Die neue Empfindsamkeit der Linken oder der Wol im Schafspelz des Feuilletons (Teil1)
Seit der Wende habe ich die Kulturseiten des „Neuen Deutschland“ geschätzt, einer Zeitung, die sich das Attribut „sozialistisch“ gibt, zudem aus dem „SED-Zentralorgan“ hervorgegangen ist, sich angestrengt wendete, wenden mußte, sich aber nicht verriet, sondern in ihrem angestammten Spektrum zu einem informativen und gehaltvollen Blatt entwickelte. Mit für den literaturinteressierten Leser vergleichsweise hervorragendem Feuilleton!

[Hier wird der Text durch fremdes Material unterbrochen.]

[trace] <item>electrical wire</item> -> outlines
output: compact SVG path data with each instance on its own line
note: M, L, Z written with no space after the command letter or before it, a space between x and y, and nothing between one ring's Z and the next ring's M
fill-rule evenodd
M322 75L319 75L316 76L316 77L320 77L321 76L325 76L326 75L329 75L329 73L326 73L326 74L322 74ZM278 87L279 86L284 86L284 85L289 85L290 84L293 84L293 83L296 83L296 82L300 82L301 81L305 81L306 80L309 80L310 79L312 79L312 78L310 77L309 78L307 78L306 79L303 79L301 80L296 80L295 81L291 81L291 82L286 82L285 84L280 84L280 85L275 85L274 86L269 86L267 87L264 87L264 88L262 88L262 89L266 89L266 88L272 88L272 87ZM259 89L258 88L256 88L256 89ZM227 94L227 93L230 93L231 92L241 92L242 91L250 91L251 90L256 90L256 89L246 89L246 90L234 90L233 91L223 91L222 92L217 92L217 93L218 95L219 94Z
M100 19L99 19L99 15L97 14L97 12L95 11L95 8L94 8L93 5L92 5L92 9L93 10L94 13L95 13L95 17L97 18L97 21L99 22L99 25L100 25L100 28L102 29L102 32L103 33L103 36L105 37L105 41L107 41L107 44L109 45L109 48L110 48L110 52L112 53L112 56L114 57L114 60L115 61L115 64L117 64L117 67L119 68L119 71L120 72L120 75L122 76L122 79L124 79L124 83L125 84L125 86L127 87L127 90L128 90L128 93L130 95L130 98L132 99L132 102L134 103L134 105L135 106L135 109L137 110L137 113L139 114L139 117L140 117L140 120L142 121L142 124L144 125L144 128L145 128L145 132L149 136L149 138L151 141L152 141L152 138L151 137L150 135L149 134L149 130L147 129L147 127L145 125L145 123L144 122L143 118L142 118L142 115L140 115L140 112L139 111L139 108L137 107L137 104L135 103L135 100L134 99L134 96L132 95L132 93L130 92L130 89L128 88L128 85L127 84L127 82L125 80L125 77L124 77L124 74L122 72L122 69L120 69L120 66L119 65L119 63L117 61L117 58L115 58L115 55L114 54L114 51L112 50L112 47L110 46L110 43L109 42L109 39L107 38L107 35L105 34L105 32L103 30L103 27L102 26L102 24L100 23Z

Man mag es hier finden, wie man will: Ich hielt es für angezeigt, in der Wochenendbeilage des ND einen meiner Essays zur sogenannten neuen Lyrik zu veröffentlichen, und zwar unter meinem im Netz völlig fadenscheinigem Pseudonym, dessen Öffnung ich Protagonisten der Lyrik-Szene zu verdanken habe, die sich von mir angegriffen fühlten und mit allerlei Schmähung an der Grenze des Cyber-Mobbings reagierten. Gerade deswegen beschloß ich, Literarisches und Essayistisches unter dem verschlissenen Namen „Martin Mollnitz“ ganz bewußt weiter zu publizieren, sandte ein Manuskript an die Kulturredaktion des ND und wurde prompt an exponierter Stelle plaziert.
Das geschah an einem Sonnabend. Bereits am Montagmorgen war der Skandal da: Irgend jemand hatte gleich früh die Kulturredaktion alarmiert, die von mir Rechenschaft forderte, denn es gäbe „ein Verdikt, daß Autoren der ‚Jungen Freiheit’ im ND nichts zu suchen hätten.“ Mir schoß am Telefon nur ein: Gibt es ein solches „Verdikt“ umgekehrt gegen linke Autoren ebenso in der JF oder „Sezession“. Ich hoffe doch nicht. Einer sich frei verstehenden Presse sollte es nicht primär um Parteigängerei zu tun sein! Die Stimmen der anderen sorgen erst für Debatten, von denen wir uns mehr wünschen sollten.
Um die Redakteurin zu beruhigen, schrieb ich sehr freundlich an die Chefredaktion und erklärte mich. Dort nämlich war man völlig aufgescheucht, ja hocherbost, mutmaßte man doch ein rechtes Bubenstück und machte später unmißverständlich klar: „Ihr Lyrik-Text wäre im ‚Neuen Deutschland’ nicht erschienen, hätten Sie die zuständige Redakteurin nicht über ihre wahre Identität arglistig getäuscht.“
Arglistig getäuscht! Ich bot an, öffentlich zu reagieren und empfahl, mir doch noch einmal eine schöne große Seite Platz einzuräumen, um hinsichtlich Politik und Literatur über die Begriffe des Linken und Rechten nachdenken zu dürfen, aber man verzichtete lieber darauf. Dies um so mehr, da ich – zufällig – in einem anderen Beitrag des ND als Referent vor der „rechten Burschenschaft ‚Gothia“ benannt wurde, worauf darunter der Blog-Kommentator „Johannes20“ mit Blick auf meinen Lyrik-Essay sofort denunzierte: „Im Artikel wird ein Herr Bosselmann erwähnt, ein Kolumnist der rechtsnationalen Wochenzeitung ‚Junge Freiheit’. Vielleicht sollte man mal erwähnen, daß er auch ein ND-Autor ist. Unter dem Namen Martin Mollnitz veröffentlichte er am 24.11.2012 einen Essay im ND. Eine Reaktion des ND ist bisher nicht erfolgt.“ – Hört, hört! Vielleicht sollte man mal erwähnen … Und weshalb schweigt die Chefradaktion zu der rechten Bazille? – Was für eine zählebige Mentalität des Anzeigens und Denunzierens! Kann man sich auf etwas verlassen, dann darauf, daß sofort jemand anzuschwärzen bereit ist, vorzugsweise politisch, weil’s so noch immer am sichersten Erfolg verspricht.